Berita Pangandaran (harapanrakyat.com),- Seiring dengan dikeluarkannya Surat Keputusan Bupati Pangandaran tertanggal 23 Agustus 2017, Nomor: 522.8.81/582/DLHK/2017 tentang Permohonan Perubahan Status Hutan di Langkaplancar dari Perhutani ke Hutan Lindung, yang dialamatkan kepada Gubernur Jawa Barat, dan ditembuskan ke Kementerian dan dinas terkait, membuat masyarakat Kecamatan Langkaplancar sedikit merasa lega.
Masyarakat menganggap bahwa perjuangannya mulai menemukan titik terang. Terlebih diperkuat lagi dengan adanya deklarasi 15 kepala desa se-Kecamatan Langkaplancar yang menolak penebangan, serta mendorong terealisasinya kawasan hutan di Langkaplancar menjadi hutan lindung.
Seperti yang diungkapkan koordinator Gerakan Masyarakat Parahiangan (Gempar), Anton Rahanto, kepada HR Online, Kamis (24/08/2017), bahwa perjuangan pihaknya dalam memperjuangkan hak-hak dasar hajat hidup orang banyak bukan dimulai sejak kemarin sore, namun sudah berjalan bertahun-tahun.
“Lelah dan pedih menjadi saksi yang tak bisa dibayar dengan apapun, kecuali tuntutan kami terkabulkan, yaitu mengubah Gunung Singkup dan beberapa gunung lainnya menjadi hutan lindung atau cagar budaya,” tandas Anton.
Pihaknya menganggap, hutan yang dikelola oleh Perum Perhutani sama sekali tidak memberikan manfaat yang baik bagi masyarakat, kecuali rasa takut akan bencana alam dan kekeringan.
Untuk itu, lanjut Anton, pihaknya akan mengawal surat yang dikeluarkan Bupati Pangandaran, H. Jeje Wiradinata, supaya bisa terealisasikan. Karena, potensi kerusakan alam akan terus meningkat jika aktifitas hutan produksi yang dilakukan Perhutani tetap dilanjutkan.

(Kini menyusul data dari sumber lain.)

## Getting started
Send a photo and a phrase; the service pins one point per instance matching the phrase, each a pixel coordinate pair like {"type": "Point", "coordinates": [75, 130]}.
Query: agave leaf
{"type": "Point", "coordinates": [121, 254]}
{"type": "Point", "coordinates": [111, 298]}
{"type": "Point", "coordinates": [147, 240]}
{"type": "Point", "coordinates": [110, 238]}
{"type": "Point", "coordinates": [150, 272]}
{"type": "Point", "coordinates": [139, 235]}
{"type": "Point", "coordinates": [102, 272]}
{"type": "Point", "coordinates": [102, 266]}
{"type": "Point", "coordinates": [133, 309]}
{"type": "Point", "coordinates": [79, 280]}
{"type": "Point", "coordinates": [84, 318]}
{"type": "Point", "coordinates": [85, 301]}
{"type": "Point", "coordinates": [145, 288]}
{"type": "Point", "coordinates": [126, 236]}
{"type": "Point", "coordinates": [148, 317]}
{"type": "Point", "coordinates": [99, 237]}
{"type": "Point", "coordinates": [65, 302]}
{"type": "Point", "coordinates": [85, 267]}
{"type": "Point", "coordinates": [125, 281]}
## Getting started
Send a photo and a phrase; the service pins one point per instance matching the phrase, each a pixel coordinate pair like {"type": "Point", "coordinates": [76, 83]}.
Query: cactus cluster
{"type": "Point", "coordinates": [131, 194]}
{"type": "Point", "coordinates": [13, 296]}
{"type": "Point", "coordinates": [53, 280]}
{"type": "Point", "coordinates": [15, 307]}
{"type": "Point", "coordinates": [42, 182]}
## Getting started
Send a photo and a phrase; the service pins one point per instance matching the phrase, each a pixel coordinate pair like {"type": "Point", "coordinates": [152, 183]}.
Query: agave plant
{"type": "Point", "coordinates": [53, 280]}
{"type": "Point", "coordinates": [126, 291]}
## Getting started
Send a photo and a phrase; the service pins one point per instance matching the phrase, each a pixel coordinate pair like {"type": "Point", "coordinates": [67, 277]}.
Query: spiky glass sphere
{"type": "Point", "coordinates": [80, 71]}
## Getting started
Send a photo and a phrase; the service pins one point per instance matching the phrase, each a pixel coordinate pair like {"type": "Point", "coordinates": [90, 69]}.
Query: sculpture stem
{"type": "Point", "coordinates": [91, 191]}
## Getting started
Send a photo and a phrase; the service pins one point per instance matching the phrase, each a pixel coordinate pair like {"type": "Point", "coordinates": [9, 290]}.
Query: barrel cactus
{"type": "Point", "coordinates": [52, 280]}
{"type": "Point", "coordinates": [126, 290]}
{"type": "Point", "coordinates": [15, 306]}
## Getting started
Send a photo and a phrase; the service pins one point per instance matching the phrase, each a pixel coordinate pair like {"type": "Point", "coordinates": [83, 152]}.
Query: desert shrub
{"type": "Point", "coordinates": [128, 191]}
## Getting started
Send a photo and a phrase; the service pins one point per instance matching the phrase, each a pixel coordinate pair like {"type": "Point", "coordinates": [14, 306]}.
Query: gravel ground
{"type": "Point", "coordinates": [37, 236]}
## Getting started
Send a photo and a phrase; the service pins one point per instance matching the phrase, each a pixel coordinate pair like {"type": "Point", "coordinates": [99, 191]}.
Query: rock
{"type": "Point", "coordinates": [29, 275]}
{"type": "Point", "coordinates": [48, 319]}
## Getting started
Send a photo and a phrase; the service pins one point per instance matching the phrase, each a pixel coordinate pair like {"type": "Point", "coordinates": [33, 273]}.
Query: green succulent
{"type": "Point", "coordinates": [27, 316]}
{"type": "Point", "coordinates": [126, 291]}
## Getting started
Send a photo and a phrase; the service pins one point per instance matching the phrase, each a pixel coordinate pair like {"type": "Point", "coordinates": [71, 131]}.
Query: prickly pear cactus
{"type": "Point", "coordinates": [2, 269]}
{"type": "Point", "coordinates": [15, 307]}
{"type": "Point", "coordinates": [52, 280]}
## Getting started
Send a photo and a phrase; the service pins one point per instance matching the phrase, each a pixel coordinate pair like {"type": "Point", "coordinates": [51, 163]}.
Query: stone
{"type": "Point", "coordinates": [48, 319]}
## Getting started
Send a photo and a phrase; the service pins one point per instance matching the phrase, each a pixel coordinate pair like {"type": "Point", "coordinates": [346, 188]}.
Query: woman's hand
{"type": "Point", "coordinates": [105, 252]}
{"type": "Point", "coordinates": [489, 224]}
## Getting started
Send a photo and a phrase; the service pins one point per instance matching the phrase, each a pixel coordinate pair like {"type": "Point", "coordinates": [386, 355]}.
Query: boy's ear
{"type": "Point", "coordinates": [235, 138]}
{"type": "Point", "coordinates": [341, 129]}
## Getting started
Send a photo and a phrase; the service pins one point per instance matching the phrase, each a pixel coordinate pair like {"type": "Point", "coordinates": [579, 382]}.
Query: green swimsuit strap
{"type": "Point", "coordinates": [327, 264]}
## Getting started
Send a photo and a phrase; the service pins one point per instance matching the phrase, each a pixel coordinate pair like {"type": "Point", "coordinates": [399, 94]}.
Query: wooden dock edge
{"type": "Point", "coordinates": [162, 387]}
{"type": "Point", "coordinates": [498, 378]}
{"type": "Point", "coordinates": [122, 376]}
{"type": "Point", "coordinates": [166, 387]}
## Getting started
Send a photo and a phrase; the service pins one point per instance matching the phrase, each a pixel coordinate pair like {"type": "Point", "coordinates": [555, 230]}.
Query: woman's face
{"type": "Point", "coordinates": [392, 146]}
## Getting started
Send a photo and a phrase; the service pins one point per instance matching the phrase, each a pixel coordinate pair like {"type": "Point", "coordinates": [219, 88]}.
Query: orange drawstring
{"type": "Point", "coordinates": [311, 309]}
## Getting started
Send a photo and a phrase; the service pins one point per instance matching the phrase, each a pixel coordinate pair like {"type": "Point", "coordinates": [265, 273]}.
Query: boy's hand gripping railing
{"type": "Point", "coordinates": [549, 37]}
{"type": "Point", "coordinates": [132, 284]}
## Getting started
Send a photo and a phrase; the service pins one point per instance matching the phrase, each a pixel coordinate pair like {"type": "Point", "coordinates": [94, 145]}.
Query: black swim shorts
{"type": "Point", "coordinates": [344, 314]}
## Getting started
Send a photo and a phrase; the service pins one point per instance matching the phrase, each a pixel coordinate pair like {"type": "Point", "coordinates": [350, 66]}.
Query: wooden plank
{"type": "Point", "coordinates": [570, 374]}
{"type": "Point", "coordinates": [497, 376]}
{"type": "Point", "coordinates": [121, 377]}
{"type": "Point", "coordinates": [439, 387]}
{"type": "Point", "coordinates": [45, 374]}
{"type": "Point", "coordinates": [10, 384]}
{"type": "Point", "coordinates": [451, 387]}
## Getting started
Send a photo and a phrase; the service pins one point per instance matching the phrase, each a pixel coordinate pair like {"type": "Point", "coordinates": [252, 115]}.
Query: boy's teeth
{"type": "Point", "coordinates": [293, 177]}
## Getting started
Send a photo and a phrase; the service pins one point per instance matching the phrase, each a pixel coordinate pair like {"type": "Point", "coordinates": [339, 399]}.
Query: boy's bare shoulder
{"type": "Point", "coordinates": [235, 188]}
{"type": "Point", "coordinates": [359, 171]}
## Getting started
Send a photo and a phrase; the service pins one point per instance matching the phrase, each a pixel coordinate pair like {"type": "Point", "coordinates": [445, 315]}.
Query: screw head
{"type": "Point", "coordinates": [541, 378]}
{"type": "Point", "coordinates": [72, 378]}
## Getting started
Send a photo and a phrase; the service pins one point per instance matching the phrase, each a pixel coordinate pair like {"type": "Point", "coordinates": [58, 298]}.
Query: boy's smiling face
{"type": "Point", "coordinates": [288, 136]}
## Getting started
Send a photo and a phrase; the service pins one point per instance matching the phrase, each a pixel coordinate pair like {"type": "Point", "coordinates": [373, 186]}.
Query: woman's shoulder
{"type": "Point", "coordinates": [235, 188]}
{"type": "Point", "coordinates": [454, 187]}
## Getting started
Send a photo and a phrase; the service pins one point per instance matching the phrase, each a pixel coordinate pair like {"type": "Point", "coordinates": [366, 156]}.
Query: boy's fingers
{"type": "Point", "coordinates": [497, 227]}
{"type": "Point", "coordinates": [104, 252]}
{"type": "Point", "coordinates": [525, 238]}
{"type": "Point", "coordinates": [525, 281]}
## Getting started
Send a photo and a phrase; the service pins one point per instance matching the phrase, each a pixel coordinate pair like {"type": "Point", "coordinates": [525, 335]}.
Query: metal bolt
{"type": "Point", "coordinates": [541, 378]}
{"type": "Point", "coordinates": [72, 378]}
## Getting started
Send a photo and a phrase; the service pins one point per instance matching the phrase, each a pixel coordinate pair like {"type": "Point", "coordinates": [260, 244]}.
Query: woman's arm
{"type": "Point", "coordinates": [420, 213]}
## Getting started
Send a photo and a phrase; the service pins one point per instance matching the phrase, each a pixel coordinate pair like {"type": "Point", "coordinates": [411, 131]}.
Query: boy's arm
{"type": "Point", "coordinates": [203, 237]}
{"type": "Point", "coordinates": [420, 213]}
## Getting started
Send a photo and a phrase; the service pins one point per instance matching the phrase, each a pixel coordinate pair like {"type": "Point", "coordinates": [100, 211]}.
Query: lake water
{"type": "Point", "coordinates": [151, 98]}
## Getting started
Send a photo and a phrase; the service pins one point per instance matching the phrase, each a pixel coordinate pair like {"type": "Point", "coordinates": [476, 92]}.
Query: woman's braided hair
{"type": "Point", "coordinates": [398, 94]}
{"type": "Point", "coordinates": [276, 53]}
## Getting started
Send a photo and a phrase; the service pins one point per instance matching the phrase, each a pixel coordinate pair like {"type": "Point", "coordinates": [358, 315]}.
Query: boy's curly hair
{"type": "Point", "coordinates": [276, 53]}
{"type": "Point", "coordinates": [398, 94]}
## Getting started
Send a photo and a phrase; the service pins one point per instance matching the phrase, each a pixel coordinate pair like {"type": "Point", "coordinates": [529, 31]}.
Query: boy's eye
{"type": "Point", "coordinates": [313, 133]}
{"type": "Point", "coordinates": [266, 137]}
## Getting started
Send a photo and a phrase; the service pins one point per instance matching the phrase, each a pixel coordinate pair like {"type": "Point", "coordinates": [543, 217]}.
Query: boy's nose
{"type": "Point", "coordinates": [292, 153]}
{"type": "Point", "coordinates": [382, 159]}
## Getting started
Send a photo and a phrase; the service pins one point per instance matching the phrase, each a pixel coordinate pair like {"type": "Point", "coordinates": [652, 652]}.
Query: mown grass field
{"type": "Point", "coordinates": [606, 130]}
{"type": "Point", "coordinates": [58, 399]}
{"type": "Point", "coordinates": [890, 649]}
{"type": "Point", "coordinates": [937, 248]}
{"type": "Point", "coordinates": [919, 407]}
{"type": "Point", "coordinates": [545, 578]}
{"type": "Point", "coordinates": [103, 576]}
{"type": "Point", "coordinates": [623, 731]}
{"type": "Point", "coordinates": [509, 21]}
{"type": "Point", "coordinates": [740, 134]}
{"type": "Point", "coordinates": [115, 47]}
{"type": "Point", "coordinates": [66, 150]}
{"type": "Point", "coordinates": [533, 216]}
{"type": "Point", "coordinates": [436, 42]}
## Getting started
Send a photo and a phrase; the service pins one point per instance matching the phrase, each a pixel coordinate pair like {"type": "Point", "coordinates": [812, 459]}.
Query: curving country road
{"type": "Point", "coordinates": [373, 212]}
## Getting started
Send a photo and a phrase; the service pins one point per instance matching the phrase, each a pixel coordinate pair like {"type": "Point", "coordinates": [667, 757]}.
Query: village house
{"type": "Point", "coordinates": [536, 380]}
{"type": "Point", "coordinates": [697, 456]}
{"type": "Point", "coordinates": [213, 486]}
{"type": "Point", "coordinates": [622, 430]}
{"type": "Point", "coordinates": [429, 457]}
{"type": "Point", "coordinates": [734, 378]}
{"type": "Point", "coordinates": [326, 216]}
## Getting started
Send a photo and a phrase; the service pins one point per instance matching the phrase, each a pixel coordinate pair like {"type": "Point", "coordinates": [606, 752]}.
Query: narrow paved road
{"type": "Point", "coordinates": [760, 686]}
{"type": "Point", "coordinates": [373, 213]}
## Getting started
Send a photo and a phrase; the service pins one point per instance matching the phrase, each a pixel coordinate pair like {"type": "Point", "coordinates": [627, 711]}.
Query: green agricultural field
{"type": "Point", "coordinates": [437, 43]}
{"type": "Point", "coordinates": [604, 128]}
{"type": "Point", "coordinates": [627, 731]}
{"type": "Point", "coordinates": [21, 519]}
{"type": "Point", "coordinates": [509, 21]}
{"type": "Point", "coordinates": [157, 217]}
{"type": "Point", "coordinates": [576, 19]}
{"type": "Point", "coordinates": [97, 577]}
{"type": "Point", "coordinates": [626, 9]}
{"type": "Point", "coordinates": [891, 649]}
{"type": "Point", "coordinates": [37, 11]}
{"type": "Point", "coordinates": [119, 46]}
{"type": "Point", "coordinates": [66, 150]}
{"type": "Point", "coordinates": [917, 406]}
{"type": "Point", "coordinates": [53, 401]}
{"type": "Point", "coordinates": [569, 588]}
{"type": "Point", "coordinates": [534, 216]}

Anton menyebutkan, bahwa kerusakan hutan yang akan terjadi meliputi, hilangnya hidrologi di Gunung Singkup, Gunung Engang, Gunung Bongkok dan yang lainnya, sehingga kemungkinan terjadi kelangkaan air.
“Yang akan merasakan kekurangan air bukan cuma Kabupaten Pangandaran saja, tapi juga Kabupaten Ciamis dan Tasikmalaya akan merasakannya, karena banyak sungai di dua kabupaten tersebut berhulu dari Gunung Singkup,” kata Anton.
Selain itu, hilangnya keindahan wisata alam Green Canyon karena sebagian air yang mengalir ke kawasan wisata tersebut berasal dari Sungai Cimandala yang berhulu di Gunung Singkup. Kemudian, ancaman bencana alam, rusaknya kawasan budaya dan hilangnya potensi alam, serta sumber-sumber kehidupan bagi masyarakat.
“Dengan demikian, kami mendorong supaya pemerintah pusat maupun provinsi bisa memahami apa yang menjadi tujuan kami dalam mengubah status hutan produksi ke hutan lindung,” tandas Antos. (Cenk/R3/HR-Online)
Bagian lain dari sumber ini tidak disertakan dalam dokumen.